Bastiaanssen asked, are there any conditions in a Landsat image where we know what the evapotranspiration is? “The answer is yes,” says Allen. “There are two extreme conditions that we know.” First, little to no evapotranspiration occurs in bare, dry soil. Such a pixel will appear hot in Landsat thermal images. By assuming the amount of heat being used for evapotranspiration was zero (or nearly zero) in this pixel, and knowing the ground surface temperature, Bastiaanssen discovered that he could calculate how much of the incoming solar energy was being transferred to the air as heat at that one location.
Bastiaanssen then set his eyes on the other extreme: he found nearly the coldest pixel in the thermal data. (The coldest pixels, says Allen, are usually standing water or data artifacts.) Since evapotranspiration cools the surface, a cool pixel in an agricultural area would be one that is plant-covered; at that location, it would be reasonable to assume that most of the available energy is being used in evapotranspiration, not heating.
Once the scientists knew how much of the available energy was being transferred to the air at the two extremes (the places with the lowest and highest evapotranspiration rates), they simply calculated the mathematical relationship between them, which looked like a gently sloping curve on a graph. The relationship defines the difference between surface and air temperature without requiring a precise measurement of either. Figuring out how much energy was being transferred to the air at other, intermediate, places was simply a matter of figuring out where those locations would fall along the curve.
“I can take that relationship between temperature gradient and surface temperature and apply it to all 30 million pixels in my image,” says Allen. “From that I calculate evapotranspiration for every pixel.”
When Allen, Morse, and Kramber began adapting Bastiannssen’s approach to Idaho, they used precise calculations of evapotranspiration from agricultural weather stations near water-intensive crops, rather than assuming that virtually all the energy in a scene’s coldest pixel was being used in evapotranspiration.
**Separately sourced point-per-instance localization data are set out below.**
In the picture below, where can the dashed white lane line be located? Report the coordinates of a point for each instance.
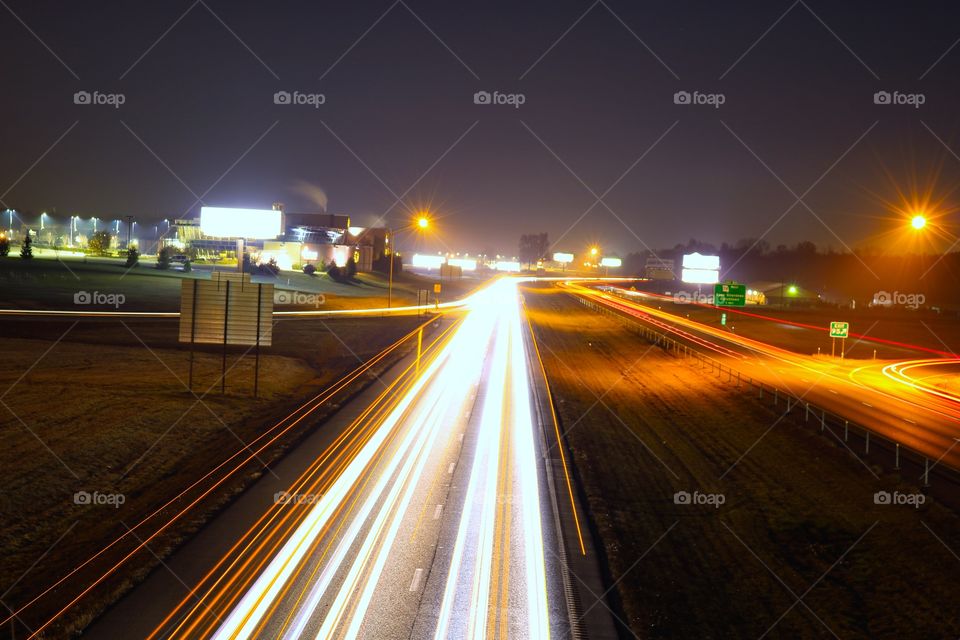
(415, 583)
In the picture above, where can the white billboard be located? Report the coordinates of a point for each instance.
(700, 276)
(230, 222)
(698, 261)
(427, 261)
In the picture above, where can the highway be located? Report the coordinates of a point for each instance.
(429, 516)
(879, 394)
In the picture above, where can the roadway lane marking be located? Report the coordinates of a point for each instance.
(415, 583)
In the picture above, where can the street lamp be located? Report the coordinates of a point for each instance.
(422, 223)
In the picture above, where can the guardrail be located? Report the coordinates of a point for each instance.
(842, 429)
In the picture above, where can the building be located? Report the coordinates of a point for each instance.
(314, 238)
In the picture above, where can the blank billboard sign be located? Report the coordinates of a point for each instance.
(230, 222)
(227, 309)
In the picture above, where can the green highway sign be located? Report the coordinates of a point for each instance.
(839, 329)
(729, 295)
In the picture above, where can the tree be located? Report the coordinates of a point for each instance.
(163, 258)
(533, 247)
(99, 243)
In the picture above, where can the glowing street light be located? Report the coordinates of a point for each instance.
(422, 223)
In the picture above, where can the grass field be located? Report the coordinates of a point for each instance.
(798, 518)
(922, 327)
(103, 406)
(52, 284)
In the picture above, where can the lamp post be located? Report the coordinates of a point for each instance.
(422, 223)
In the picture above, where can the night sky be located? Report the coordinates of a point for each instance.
(199, 120)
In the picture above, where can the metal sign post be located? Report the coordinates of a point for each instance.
(226, 310)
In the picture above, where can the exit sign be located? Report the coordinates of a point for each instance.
(730, 295)
(839, 329)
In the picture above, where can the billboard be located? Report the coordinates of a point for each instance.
(230, 222)
(227, 309)
(700, 269)
(427, 261)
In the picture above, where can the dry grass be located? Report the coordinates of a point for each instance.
(99, 411)
(795, 504)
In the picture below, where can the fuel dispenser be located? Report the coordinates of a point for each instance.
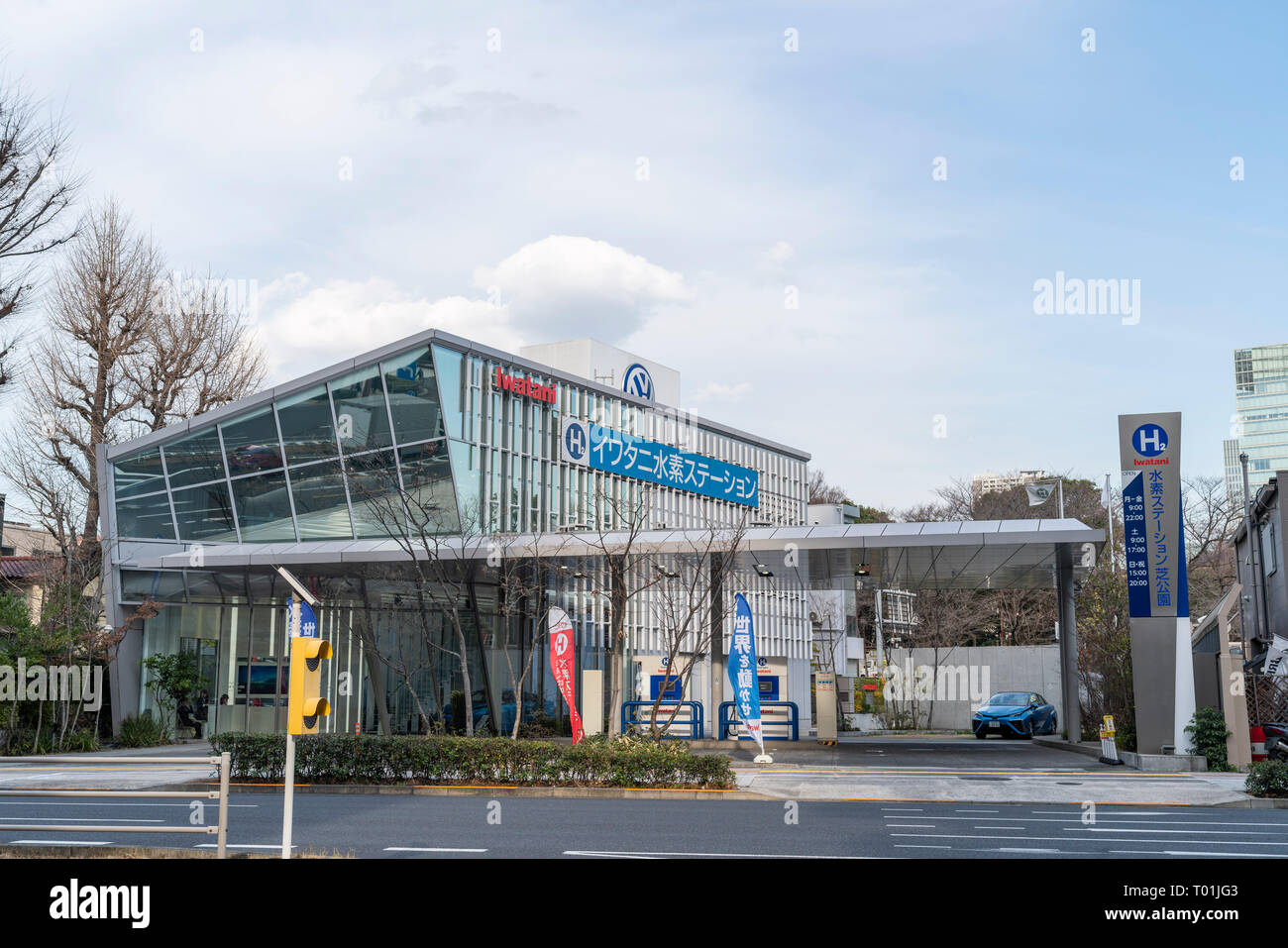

Because they knew the evapotranspiration rate from ground measurements, they could combine that with Landsat observations of ground heating to calculate even more precisely how much energy was transferred to the air over the crop.
Since they could now calculate how much of the available energy was heating the ground and the air, they could estimate how much was being used for evapotranspiration. In other words, they now had a way to see water “spending” for every 900-square-meter area of land (a 30 meter pixel): they could see just how much water was being consumed from field to field.